Jamais un ex-guérillero n'a tant séduit en Colombie. En lice pour le premier tour de la présidentielle du 27 mai, Gustavo Petro, ancien maire de Bogota de 2012 à 2015 et ex-militant du groupe Movimiento 19 de Abril (M-19), rêve de porter la gauche au pouvoir dans un pays historiquement gouverné par la droite.
À 58 ans, cet ancien sénateur, présenté par les journaux conservateurs comme un "populiste" voulant faire de la Colombie un "nouveau Venezuela", est donné deuxième pour le premier tour de scrutin de dimanche. Si les sondages se confirment, il sera le premier candidat de gauche à aller au second tour d'une présidentielle. Il pourrait affronter le 17 juin son adversaire de droite, Ivan Duque, poulain de l'ancien chef de l'Etat Alvaro Uribe (2002-2010) et champion d'une coalition conservatrice menée par le Centre démocratique (CD).
Pour parvenir à ses fins, Gustavo Petro a donné de la voix dans plus de 35 meetings publics pendant les trois mois de campagne, où il a martelé son discours anti-système et sa défense des plus humbles, dans un des pays les plus inégalitaires des Amériques, après Haïti et le Honduras.
Né dans le village caribéen de Cienaga de Oro, la plupart du temps vêtu d'un jean et d'une chemise ample, l'économiste de 58 ans plaide pour un changement de modèle économique en taxant davantage les riches, en particulier les grands propriétaires terriens, en abandonnant les énergies fossiles, en augmentant les dépenses sociales et en rendant l'enseignement gratuit. Il séduit avec sa proposition de substituer les énergies fossiles par des énergies propres, de ne pas emprisonner les drogués mais de les soigner, et d'autoriser l'adoption aux couples homosexuels. Il milite également en faveur des négociations avec les guérillas.

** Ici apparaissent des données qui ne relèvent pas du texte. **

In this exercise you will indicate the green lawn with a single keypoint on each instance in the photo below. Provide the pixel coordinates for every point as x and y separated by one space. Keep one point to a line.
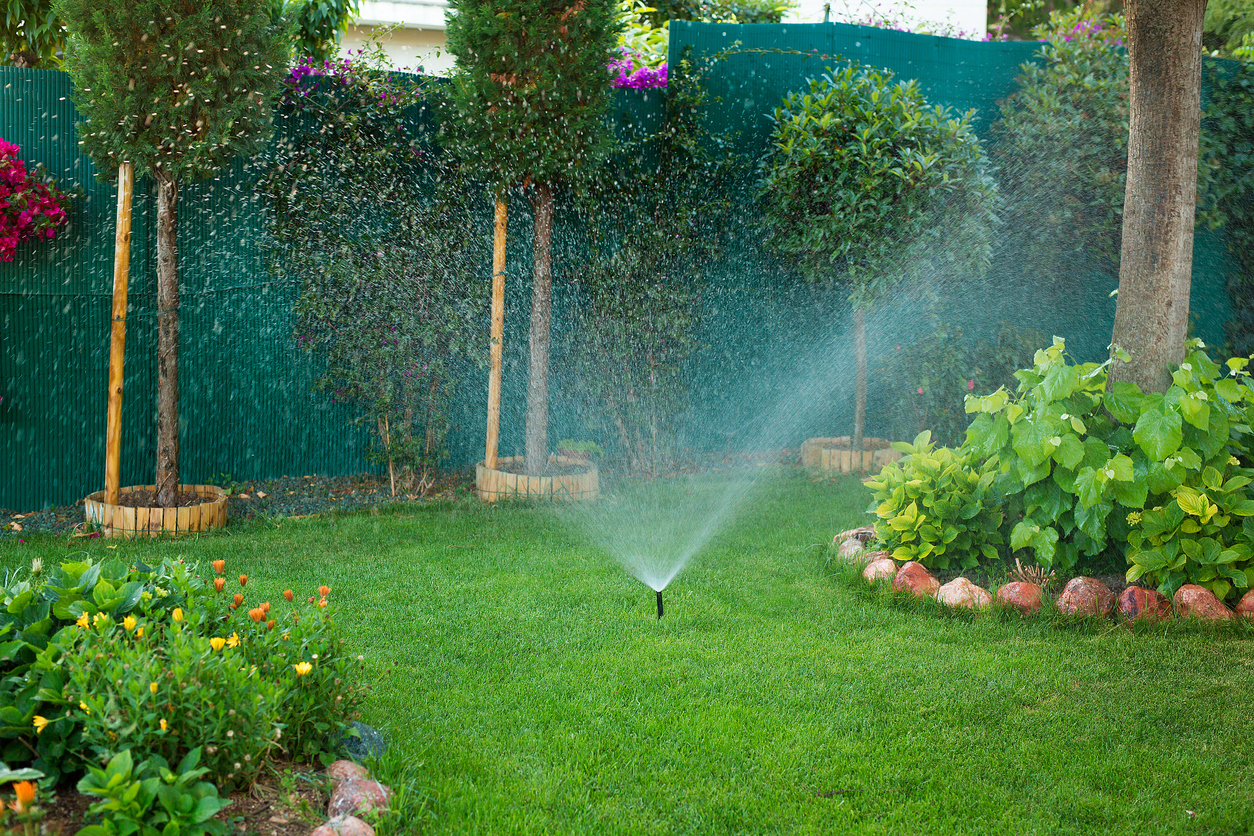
529 677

Son véhicule a été la cible de tirs début mars
Le candidat du mouvement Colombie humaine avait rejoint à l’âge de 17 ans le Mouvement du 19 avril (M-19), date qui par coïncidence est celle de sa naissance en 1960. Cette guérilla est née de l'insurrection de jeunes militants de gauche, urbains, qui mettaient en cause le marxisme, et se sont rebellés en 1970 contre des fraudes électorales favorisant le Parti conservateur. Vingt ans plus tard, le M-19 signait la paix, déposait les armes et contribuait à rédiger la Constitution qui régit le pays depuis 1991. L'engagement de Gustavo Petro lui a valu d'être arrêté et - selon ses dires - torturé par l'armée dans les années 1980.
Gustavo Petro, qui s'est fait remarquer au Parlement, où il a siégé plusieurs fois entre 1994 et 2010, en dénonçant la corruption et les liens entre politiques et paramilitaires d'extrême droite, polarise. Son véhicule a été la cible de tirs début mars, faisant craindre à ses partisans qu'il ne soit assassiné, comme cinq candidats à la présidence depuis un siècle et plusieurs centaines de militants syndicaux au cours de l'année écoulée.
Outre un ego surdimensionné, ses adversaires lui reprochent d'alimenter la lutte des classes. Et, bien que critiqué pour sa mauvaise gestion à la marie de Bogota et son tempérament autoritaire, il est apprécié des jeunes et des classes populaires.
Le champion de la gauche est le candidat qui comptabilise le plus d'abonnés sur Facebook et Twitter. Il semble le plus doué pour combiner art oratoire et réseaux sociaux.
Robert Karl, universitaire de Princeton et auteur du livre "La Paix oubliée", pense que le phénomène Petro est unique, comparé à Timochenko, le chef Farc qui s'est retiré de la campagne présidentielle après les déplorables résultats obtenus par le parti de l'ex-guérilla aux législatives de mars.
"Il serait impossible d'imaginer Timochenko, guérillero rural, comblant les places comme Petro. Petro est ex-guérillero, mais il est aussi ancien maire de Bogota", a-t-il souligné à l'AFP.
S'il parvient à déjouer les pronostics dimanche ou le 17 juin, Gustavo Petro verra néanmoins sa marge de manœuvre limitée par un Congrès (parlement) où la droite a confirmé sa majorité lors des législatives du mois de mars.